PowerSDI
Calculates the Standardised Precipitation (SPI) and Standardised
Precipitation-Evapotranspiration (SPEI) indices using NASA POWER
data.
Basic Description
The PowerSDI is an R package capable of calculating the SPI and SPEI
using NASA POWER data. The package is based on five R-functions designed
to calculate these two standardised drought indices (SDI) in scientific
and operational/routine modes. The functions ScientSDI(),
Accuracy(), Reference() and,
PlotData() may be used to assess, among other features, the
ability of the SPI and SPEI frequency distributions to meet the
normality assumption and how well NASA POWER estimates represent
“real-world” data. The OperatSDI() function calculates both
SPI and SPEI in an operational mode.
The PowerSDI adopts a basic time scale that splits each month into
four subperiods: days 1 to 7, days 8 to 14, days 15 to 21, and days 22
to 28, 29, 30, or 31 depending on the month. For instance, if TS=4, the
time scale corresponds to a moving window with a 1-month length that is
calculated four times each month. If TS=48, the time scale corresponds
to a moving window with a 12-month length that is calculated four times
each month. This time scale is referred to as “quart.month”.
The package depends on R (>= 3.10) and R packages {nasapower} and {lmom}.
Installation
devtools::install_github("gabrielblain/PowerSDI")
Basic Instructions
Function ScientSDI()
Helps the users to verify if the SPI and SPEI calculated from NASA
POWER data meet the conceptual assumptions expected from standardised
drought indices.
Usage
ScientSDI(
lon,
lat,
start.date,
end.date,
distr = "GEV",
TS = 4,
Good = "Yes",
sig.level = 0.95,
RainUplim = NULL,
RainLowlim = NULL,
PEUplim = NULL,
PELowlim = NULL
)
Arguments
- lon: longitude in decimal degrees: (+) Eastern Hemisphere (-)
Western Hemisphere.
- Lat: latitude in decimal degrees: (+) Northern Hemisphere (-)
Southern Hemisphere.
- start.date: date at which the indices estimates should start.
Format: YYYY-MM-DD”.
- end.date: date at which the indices estimates should end. Format:
YYYY-MM-DD”.
- distr: A character variable (“GEV” or “GLO”) defining the
distribution to calculate the
- SPEI. Default is “GEV”.
- TS: Time scale on the quart.month basis (integer values between 1
and 96). Default is 4.
- Good: A character variable (“Yes” or “No”) to calculate or not the
goodness-of-fit and normality tests. Default is “Yes”.
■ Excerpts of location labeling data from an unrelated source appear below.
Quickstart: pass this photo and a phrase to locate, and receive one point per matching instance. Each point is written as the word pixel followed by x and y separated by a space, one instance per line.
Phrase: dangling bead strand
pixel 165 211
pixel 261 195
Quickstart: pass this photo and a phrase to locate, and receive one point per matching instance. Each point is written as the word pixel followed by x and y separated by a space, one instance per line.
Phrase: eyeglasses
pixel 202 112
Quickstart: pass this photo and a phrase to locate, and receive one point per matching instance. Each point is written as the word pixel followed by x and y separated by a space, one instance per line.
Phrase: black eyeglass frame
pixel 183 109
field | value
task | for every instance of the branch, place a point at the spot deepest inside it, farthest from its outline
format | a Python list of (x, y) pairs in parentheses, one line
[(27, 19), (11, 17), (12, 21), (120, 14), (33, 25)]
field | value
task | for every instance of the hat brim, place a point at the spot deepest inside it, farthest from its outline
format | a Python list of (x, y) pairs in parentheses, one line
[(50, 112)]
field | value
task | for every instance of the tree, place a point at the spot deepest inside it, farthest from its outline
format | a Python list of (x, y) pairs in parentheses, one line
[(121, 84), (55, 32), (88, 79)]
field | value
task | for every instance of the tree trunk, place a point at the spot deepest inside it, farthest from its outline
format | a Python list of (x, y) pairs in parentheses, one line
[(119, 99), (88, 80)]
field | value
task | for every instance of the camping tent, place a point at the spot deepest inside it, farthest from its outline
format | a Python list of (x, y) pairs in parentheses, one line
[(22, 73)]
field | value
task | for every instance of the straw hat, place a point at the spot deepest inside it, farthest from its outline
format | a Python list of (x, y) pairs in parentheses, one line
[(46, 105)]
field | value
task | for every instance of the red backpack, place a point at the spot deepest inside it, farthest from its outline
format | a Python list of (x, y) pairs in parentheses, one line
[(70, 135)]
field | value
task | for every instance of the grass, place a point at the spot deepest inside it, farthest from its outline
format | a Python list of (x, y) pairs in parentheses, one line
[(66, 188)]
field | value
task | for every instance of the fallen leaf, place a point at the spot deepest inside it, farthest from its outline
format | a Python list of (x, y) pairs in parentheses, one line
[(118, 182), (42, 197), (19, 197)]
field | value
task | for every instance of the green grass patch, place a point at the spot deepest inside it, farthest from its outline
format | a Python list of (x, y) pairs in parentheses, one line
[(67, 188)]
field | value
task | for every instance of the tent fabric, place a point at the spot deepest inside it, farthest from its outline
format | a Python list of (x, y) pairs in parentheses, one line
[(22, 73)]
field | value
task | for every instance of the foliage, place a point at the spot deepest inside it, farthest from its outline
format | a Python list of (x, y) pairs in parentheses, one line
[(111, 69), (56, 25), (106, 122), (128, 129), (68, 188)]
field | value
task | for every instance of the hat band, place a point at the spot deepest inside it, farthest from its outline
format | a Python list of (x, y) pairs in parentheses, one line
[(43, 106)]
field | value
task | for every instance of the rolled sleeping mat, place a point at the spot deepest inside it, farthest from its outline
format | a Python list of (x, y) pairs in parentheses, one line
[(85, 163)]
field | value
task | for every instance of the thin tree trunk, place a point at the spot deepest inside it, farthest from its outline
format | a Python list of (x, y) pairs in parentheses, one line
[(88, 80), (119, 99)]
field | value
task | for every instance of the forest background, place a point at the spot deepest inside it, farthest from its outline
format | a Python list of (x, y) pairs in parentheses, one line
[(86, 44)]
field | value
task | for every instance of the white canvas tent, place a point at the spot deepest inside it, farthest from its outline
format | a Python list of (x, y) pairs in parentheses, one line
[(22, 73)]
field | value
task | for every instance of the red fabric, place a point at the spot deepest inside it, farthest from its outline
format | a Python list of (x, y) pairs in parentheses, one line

- sig.level: A numeric variable (between 0.90 and 0.95) defining the
significance level for parameter Good. Default is “0.95”.
- RainUplim: Optional. Upper limit in millimetres from which rainfall
values larger than it will be removed. Default is
NULL.
- RainLowlim: Optional. Lower limit in millimetres from which rainfall
values smaller than it will be removed. Default is NULL.
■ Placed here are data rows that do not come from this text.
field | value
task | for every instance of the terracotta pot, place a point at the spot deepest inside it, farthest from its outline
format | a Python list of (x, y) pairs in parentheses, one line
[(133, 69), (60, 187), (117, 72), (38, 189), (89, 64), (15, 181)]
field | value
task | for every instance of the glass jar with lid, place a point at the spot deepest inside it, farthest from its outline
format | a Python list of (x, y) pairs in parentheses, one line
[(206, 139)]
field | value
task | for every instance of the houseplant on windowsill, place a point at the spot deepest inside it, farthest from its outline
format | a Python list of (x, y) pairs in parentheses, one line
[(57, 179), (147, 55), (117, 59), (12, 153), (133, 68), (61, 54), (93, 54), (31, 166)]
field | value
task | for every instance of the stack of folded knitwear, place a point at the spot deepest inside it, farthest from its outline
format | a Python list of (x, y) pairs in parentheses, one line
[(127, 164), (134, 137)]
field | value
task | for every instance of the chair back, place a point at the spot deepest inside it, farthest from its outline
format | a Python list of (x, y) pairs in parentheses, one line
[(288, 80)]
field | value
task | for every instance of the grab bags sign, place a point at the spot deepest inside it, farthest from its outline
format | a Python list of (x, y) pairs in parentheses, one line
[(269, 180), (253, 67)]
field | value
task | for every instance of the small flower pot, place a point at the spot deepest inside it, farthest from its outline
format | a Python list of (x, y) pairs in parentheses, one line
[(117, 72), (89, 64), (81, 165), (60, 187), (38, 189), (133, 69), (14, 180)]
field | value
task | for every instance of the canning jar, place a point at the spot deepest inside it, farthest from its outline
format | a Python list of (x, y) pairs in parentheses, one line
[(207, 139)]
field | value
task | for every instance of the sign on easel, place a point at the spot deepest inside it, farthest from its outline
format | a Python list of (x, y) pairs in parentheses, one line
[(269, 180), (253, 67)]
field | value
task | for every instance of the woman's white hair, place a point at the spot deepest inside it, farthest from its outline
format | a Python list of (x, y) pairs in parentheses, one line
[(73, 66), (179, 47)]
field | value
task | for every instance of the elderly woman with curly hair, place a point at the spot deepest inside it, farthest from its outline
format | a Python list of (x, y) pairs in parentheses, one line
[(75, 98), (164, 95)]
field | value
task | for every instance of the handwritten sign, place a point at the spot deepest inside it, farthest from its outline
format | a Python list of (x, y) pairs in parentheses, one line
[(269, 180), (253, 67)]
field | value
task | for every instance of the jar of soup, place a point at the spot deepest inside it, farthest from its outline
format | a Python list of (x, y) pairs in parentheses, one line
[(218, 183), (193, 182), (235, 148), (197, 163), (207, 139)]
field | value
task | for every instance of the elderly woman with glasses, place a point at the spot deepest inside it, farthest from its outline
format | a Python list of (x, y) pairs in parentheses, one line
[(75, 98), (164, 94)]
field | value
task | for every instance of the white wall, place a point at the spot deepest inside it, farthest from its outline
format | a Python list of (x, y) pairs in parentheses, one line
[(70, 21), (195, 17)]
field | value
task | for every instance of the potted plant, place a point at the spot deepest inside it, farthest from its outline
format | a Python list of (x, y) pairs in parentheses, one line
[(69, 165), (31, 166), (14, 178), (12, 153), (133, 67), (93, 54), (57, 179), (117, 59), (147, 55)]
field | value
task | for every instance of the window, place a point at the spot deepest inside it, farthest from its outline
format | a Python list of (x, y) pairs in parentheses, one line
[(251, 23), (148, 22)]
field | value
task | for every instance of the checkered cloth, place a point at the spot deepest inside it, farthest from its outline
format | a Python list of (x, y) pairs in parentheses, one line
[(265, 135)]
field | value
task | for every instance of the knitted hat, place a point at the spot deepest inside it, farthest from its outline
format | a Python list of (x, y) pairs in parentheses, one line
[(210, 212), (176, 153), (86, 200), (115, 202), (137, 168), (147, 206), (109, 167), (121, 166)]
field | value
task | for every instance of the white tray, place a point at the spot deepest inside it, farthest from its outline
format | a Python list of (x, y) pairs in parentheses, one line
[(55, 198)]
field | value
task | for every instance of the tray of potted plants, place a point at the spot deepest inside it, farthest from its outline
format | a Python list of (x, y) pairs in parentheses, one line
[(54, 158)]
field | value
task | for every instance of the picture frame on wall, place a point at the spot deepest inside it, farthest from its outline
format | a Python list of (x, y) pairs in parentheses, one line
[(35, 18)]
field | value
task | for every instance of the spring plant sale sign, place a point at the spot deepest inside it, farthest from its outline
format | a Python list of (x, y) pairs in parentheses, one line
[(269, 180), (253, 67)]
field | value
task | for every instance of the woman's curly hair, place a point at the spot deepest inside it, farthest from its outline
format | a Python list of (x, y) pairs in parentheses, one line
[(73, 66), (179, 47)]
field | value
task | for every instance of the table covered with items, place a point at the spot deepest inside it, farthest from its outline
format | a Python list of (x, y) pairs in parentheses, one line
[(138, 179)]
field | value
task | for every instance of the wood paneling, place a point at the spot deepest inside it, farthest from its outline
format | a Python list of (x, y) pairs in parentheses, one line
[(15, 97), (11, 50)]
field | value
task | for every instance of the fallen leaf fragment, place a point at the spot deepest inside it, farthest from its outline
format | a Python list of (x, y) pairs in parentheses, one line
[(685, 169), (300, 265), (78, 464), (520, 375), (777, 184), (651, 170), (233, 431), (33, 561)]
- PEUplim: Optional. Upper limit in millimetres from which
evapotranspiration values larger than it will be removed. Default is
NULL.
- PELowlim: Optional. Lower limit in millimetres from which
evapotranspiration values smaller than it will be removed. Default is
NULL.
Value
A list with data calculated at the time scale selected by the user.
If Good="Yes", this list includes:
- SDI: The NASA-SPI, NASA-SPEI.HS and NASA-SPEI.PM.
- DistPar: The parameters of the distributions (gamma and GEV or GLO)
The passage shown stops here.